Un año de récords, pero con riesgos latentes

Un año de récords, pero con riesgos latentes

El oro ha experimentado un año notable, con una subida anual del 95,6% hasta el 29 de enero. De hecho, en un momento dado, superó los 2.000 dólares la onza, un nivel sin precedentes. Pero como advierte Darrell Fletcher, director gerente de Bannockburn Capital Markets, “comprar caro con la esperanza de obtener ganancias a corto plazo es una estrategia arriesgada”. La clave, según los expertos, reside en una perspectiva a largo plazo y en la correcta ponderación del oro dentro de una cartera diversificada.
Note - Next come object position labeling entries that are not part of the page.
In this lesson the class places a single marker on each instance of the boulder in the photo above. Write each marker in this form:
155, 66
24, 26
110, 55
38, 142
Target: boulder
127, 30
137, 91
Alex Tsepaev, director de estrategia de B2PRIME Group, lo resume a la perfección: “El oro no debe considerarse un motor de retornos extraordinarios, sino un estabilizador en un portafolio diversificado”.

Pero no todo es color de rosa. Thomas Winmill, gestor de cartera de Midas Funds, recuerda que invertir en oro siempre conlleva un riesgo especulativo. El precio del oro es susceptible a una miríada de factores macroeconómicos, políticos e industriales, muchos de los cuales son, en el mejor de los casos, impredecibles. La especulación, la oportunidad perdida y el fraude son riesgos inherentes a cualquier inversión en oro, y los inversores deben ser conscientes de ellos antes de tomar cualquier decisión.

La historia del oro, disponible en Yahoo Finance desde el año 2000, ofrece una perspectiva valiosa de sus fluctuaciones, pero no garantiza el futuro. En un mercado volátil como este, la prudencia y la información son los mejores aliados.

En definitiva, el oro se encuentra en una encrucijada. La guerra en Oriente Medio y la posible inflación acechan su potencial al alza, mientras que la amenaza de tasas de interés más altas podría enfriar su atractivo. La prudencia, como siempre, es el mejor consejo en estos tiempos turbulentos. La volatilidad, en este caso, es el precio a pagar por la seguridad.